When asked about who he can still rely on, Pekka answers without hesitation. 

“My family and the police.” 

In the world of Pekka, the police are represented by senior constable Jani Salminen. The trust began to form, when Salminen gave a lecture in Pekka’s school about bullying being a criminal act.   

The policeman Jani Salminen is part of the multidisciplinary Ankkuri network, which aims to prevent youth crime and promote welfare by dealing for instance with bullying. PHOTO: ANKKURI NETWORK FACEBOOK PAGE.

Salminen has responded Pekka’s voice messages even in the evening. He even visited Pekka before leaving for vacation to tell that he would be checking his email.  

“We see a huge difference between the attitude of the school authorities and the police”, Anu says. “Officer Salminen’s every step proves his determination to solve a problem. He always does what he says.” 

Senior constable Jani Salminen explains that he cannot comment on individual cases. However, he is willing to elaborate, how the police in general acts in situations related to bullying.  

According to Salminen, it is primarily a task of the school to intervene in school bullying. The police will step in if the bullying meets the definition of criminal offence. Even in those cases, the police cannot control or direct how the school acts.  

If the suspect is under 15 years of age, the police handle the situation together with the school, parents and if needed, with the social service authorities. According to Salminen, the cooperation between the police and schools mostly goes well.  

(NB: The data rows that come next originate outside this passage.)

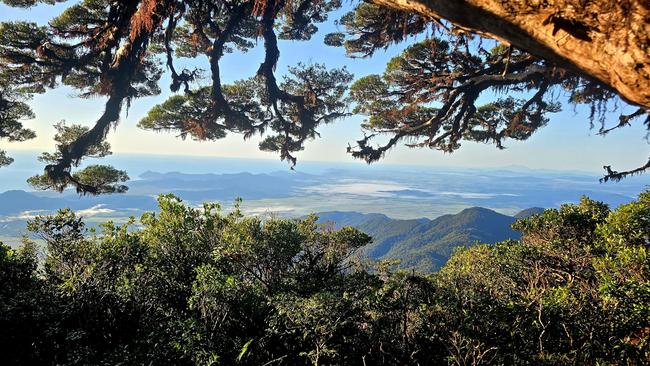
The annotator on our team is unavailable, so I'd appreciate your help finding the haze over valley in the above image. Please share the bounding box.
[2,153,647,270]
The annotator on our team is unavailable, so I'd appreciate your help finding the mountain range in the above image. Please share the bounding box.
[0,166,638,271]
[317,207,543,271]
[0,189,158,216]
[1,186,542,272]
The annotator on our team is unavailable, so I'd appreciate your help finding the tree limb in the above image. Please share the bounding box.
[372,0,650,108]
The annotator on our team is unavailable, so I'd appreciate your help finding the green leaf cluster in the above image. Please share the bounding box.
[1,191,648,364]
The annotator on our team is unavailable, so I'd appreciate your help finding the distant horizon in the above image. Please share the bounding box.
[0,148,632,193]
[3,147,620,175]
[1,158,647,226]
[2,150,649,212]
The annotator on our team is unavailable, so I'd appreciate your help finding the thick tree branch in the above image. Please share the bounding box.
[43,0,171,193]
[373,0,650,108]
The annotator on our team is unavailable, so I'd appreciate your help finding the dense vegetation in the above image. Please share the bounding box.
[1,192,648,365]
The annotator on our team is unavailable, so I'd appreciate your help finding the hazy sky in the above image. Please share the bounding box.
[1,1,647,173]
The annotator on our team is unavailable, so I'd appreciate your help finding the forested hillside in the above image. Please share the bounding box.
[318,207,528,271]
[1,192,648,365]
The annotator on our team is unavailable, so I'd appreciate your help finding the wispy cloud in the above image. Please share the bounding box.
[76,204,115,217]
[0,205,117,222]
[302,179,413,198]
[437,192,519,199]
[0,209,50,222]
[245,205,296,216]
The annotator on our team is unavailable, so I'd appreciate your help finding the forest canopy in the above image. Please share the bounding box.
[0,0,648,194]
[1,191,649,364]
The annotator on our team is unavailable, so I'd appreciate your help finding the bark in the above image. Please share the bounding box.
[373,0,650,108]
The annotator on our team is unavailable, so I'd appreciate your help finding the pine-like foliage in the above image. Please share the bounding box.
[0,0,647,193]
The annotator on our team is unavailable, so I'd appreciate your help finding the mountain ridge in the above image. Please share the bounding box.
[317,207,529,272]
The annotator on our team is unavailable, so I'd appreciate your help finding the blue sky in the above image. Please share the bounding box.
[1,1,648,174]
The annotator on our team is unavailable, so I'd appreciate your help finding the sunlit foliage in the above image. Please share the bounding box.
[1,192,648,364]
[0,1,646,193]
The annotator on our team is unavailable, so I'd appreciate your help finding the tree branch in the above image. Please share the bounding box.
[601,158,650,183]
[371,0,650,108]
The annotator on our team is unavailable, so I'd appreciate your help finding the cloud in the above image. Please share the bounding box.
[0,209,49,222]
[302,179,520,200]
[302,179,413,197]
[437,192,520,199]
[76,204,115,217]
[245,205,296,216]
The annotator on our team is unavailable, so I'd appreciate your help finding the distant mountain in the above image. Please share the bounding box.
[0,190,159,239]
[128,171,314,201]
[514,207,545,219]
[0,190,157,216]
[0,190,64,215]
[317,207,524,272]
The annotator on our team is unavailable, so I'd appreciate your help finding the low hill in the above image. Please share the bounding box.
[317,207,526,272]
[514,207,545,219]
[0,190,157,216]
[0,190,65,215]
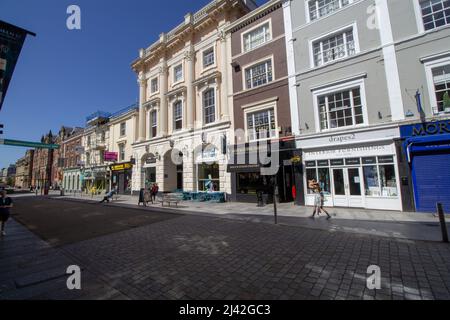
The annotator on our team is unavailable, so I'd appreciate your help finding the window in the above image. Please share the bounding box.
[432,64,450,113]
[173,101,183,131]
[198,163,220,192]
[363,159,398,197]
[419,0,450,31]
[120,122,126,137]
[203,89,215,124]
[308,0,352,21]
[247,108,277,141]
[245,60,273,90]
[313,28,356,67]
[306,167,331,195]
[203,48,215,68]
[150,77,158,93]
[243,22,271,52]
[150,110,157,138]
[119,144,125,162]
[318,87,364,131]
[86,152,90,165]
[87,136,91,146]
[237,173,270,195]
[174,64,183,83]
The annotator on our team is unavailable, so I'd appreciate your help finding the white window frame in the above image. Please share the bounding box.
[150,109,158,138]
[201,46,216,71]
[243,100,279,143]
[242,55,275,91]
[150,77,159,95]
[312,78,369,133]
[414,0,450,34]
[305,0,355,23]
[173,100,183,132]
[201,87,217,125]
[309,22,360,69]
[173,63,184,84]
[424,55,450,115]
[118,143,126,162]
[119,122,126,137]
[241,19,273,53]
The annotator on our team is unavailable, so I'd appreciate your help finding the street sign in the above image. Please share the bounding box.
[0,139,60,149]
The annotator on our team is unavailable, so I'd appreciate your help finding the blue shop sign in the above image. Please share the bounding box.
[400,120,450,138]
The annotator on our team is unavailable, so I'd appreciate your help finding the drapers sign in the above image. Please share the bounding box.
[0,21,35,111]
[400,120,450,138]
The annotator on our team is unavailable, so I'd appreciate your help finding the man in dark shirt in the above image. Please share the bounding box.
[0,190,13,236]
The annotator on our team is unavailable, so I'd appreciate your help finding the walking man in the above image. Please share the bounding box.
[0,190,13,236]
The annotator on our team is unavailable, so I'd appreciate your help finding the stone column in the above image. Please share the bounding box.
[185,46,196,130]
[159,63,168,136]
[219,30,229,122]
[138,75,147,142]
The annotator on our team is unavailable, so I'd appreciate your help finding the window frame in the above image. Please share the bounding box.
[414,0,450,34]
[202,46,216,71]
[150,77,159,95]
[173,63,184,84]
[424,55,450,115]
[150,110,158,138]
[243,100,279,143]
[312,78,368,133]
[241,19,273,53]
[305,0,355,23]
[119,122,126,137]
[118,143,126,162]
[173,100,183,132]
[309,23,360,69]
[202,88,216,125]
[242,55,275,91]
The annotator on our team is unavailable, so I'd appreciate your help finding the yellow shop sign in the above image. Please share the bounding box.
[110,163,132,171]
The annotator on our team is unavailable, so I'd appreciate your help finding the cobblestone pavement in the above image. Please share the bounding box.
[2,202,450,300]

Second meeting brings some changes 

On May 7, another meeting was held at the school. This time, in addition to Pekka, his parents and the school principal, also the police were present. The discussion circled around the parents´ and the boy´s numerous requests to move Pekka to a different class, away from the bullies.  

Since the meeting in April, the situation had somewhat improved inside the school. However, the bullying outside the school building had gotten much more frequent. 

“Still, it looked as if principal Koskelainen’s main goal was to force us to accept, what she had decided”, Anu says. “If we had been less confident, or if Pekka had not just had enough, she would have succeeded.” 

In the end, it was decided that Pekka would be permitted to attend part of the lessons with his sister’s class. The principal called the move temporary and said that she wanted to see how it would change the situation. 

Pekka was also permitted to stay inside during recess. The boy insisted on doing so, because he didn’t believe that the adults would react, should anything happen.  

Anu thanks constable Salminen, who according to her, helped to persuade the rector to make the decision. The police also undertook the task of talking to the bullies individually. 

One week later, Pekka attended his sister’s class for the first time. 

“On that day, Pekka got back home in a happy mood”, Anu tells. The next day Pekka participated in a chess tournament together with the classmates.  

However, the decision if Pekka will permanently be moved to his sister’s class, won’t be made until autumn. Anu doesn’t understand the wait. 

“I do not understand what else they are going to think over after they realize that Pekka´s new class is right for him”.  

The last day of Pekka’s spring semester is June 1st.  

The names of Pekka, Anu and Juliia have been changed to protect their privacy.